Vous achetez ce qu'ils fabriquent sous vos yeux. Au Mexique c'est très rare de voir des artisans travailler. Presque uniquement dans les centre artisanaux de tissage comme autour d'Oxaraca ou encore de San Cristobald de Las Cazas. Mais là vous aurez droit à “des prix européens, voire américains” !! Donc vous n'achetez pas ou très peu car c'est 10 fois le prix. A côté de cela les vrais artisans ne sont pas payés correctement.
Beaucoup d'objets sont manufacturées ou exécutés dans des ateliers importants. Celui qui vend n'est qu'un commerçant.


Mexique - Playa del Carmen
L'artisanat à Playa del Carmen

Les paysages de ces régions du Mexique sont jolis mais ce sont pour moi surtout les vestiges des civilisations Maya, Aztèque, Zapotèque, Toltèque qui sont impressionnants et font que ce voyage apporte, au bout du compte quelque chose d'unique.
Le nombre et la diversité des sites archéologiques dont beaucoup n'ont encore révélé que très peu de leurs mystères, de leurs trésors, et de leurs édifices est fascinant. Il reste énormément à découvrir encore aujourd'hui.

En règle générale les accès aux sites sont très pratiques, vastes, avec des panneaux indicateurs résumant les éléments essentiels. Très souvent les pièces fragiles, les sculptures, les bas-reliefs, les poteries, les offrandes, originales sont rassemblés dans des musées très bien organisés, agréable à visiter. Les pièces parfaitement présentées. Sur les sites eux-mêmes, nous voyons des reproductions de très bonne qualité à la place des pièces originales.

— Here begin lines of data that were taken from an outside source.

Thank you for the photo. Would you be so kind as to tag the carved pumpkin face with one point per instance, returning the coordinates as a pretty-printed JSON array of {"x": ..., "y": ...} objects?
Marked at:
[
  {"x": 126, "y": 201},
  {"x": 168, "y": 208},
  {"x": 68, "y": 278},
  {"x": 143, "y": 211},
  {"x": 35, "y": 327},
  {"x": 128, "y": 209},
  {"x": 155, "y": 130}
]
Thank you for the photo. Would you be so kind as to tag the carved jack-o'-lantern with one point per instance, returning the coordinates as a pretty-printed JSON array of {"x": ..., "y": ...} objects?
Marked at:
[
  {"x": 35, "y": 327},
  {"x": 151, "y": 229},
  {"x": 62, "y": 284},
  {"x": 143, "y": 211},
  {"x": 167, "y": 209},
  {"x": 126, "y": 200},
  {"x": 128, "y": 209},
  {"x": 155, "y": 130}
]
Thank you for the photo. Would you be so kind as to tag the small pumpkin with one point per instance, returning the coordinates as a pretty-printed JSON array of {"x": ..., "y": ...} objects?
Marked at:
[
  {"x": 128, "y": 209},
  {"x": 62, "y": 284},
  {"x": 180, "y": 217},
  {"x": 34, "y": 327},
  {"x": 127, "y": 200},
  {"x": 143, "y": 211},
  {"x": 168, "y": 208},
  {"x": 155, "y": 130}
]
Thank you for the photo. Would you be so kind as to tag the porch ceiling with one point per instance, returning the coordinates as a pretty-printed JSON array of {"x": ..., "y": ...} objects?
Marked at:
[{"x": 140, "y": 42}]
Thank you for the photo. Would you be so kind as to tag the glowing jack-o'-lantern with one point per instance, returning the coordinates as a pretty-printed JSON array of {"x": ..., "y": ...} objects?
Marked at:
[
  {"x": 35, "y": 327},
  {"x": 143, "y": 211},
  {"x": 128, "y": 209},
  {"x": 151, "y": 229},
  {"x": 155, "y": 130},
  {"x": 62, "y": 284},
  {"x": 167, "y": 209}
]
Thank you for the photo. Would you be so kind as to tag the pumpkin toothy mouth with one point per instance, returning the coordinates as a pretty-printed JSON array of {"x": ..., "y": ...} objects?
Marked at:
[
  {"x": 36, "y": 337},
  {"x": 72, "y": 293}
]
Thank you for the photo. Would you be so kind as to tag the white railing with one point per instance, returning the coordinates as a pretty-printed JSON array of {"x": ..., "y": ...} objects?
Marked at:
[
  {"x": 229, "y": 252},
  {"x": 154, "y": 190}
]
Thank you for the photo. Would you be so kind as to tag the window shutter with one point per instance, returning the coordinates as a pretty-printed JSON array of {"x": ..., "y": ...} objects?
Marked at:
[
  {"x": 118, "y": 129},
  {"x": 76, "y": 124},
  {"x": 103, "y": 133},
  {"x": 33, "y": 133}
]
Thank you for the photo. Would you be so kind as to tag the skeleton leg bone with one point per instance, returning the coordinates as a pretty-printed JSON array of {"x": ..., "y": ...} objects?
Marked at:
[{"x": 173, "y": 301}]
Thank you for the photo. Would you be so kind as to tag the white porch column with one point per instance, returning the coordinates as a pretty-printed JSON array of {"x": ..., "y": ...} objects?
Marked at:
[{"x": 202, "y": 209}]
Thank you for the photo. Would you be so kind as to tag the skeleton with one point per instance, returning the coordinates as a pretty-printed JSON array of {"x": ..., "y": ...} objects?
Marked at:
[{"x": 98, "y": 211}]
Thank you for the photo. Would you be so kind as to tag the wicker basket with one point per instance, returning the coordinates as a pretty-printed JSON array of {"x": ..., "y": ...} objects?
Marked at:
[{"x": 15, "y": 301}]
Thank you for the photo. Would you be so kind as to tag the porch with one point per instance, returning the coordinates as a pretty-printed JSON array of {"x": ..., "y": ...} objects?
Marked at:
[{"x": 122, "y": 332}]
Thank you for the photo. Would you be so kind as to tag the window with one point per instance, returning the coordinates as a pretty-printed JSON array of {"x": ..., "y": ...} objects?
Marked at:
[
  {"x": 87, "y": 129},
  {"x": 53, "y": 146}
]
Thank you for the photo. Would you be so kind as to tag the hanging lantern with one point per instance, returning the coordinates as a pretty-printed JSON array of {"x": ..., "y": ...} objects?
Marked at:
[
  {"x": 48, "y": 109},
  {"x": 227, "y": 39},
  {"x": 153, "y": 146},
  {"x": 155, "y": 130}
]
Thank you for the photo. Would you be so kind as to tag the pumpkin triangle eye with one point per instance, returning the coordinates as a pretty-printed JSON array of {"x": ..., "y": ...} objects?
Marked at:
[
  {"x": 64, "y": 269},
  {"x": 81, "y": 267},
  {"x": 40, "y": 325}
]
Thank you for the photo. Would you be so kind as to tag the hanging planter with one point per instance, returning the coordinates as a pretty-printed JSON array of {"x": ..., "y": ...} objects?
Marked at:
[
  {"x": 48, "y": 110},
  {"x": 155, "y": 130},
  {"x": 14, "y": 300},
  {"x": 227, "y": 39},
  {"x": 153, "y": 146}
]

La visite des sites et des musées est un pur bonheur.
Pour l'amateur d'art, c'est le paradis !
Ils sont vastes, bien entretenus et selon la période où vous les visitez il n'y a pas trop de monde.
Le bémol, c'est la présence sur les sites eux-mêmes d'une quantité inacceptable de vendeurs de souvenirs...
A Chichen Itza c'est impressionnant. Nous étions arrivé à l'ouverture du site très peu étaient installés, mais à la fin de la visite, le site était littéralement envahi.

Un autre attrait du Mexique : les côtes, pacifique, caraïbes et golfe du Mexique.
La mer des caraïbes avec son eau turquoise et ses poissons multicolores au milieu des coraux laisse un souvenir impérissable.
La côte pacifique par endroit fait penser très fortement à la Bretagne.
Le golfe du Mexique a eu moins d'attrait pour moi, mais je n'y ai pas séjourné. Je n'aime pas rester sur la plage toute la journée. De ce fait cela perd vite de son intérêt.

La cuisine mexicaine n'est pas exceptionnelle, mais souvent agréable, à condition d'aimer le maïs et de se méfier des sauces particulièrement relevées, souvent trop piquantes pour moi. Mais les goûts ne se discutent pas il suffit de goûter modérément et de s'adapter.
Entre les tortas, les tortillas, les enquelladas, il y a beaucoup de galettes et de crêpes de maïs.
Beaucoup de sauces : les molle negro, molle verde, molle rogo à base de piments et poivrons divers et variés. La plus part sont très fort, très piquants, finalement ça vous arrache la bouche et les aliments n'ont plus aucun goût.
Le seul que j'ai vraiment apprécié est le molle negro à base de chocolat et piments.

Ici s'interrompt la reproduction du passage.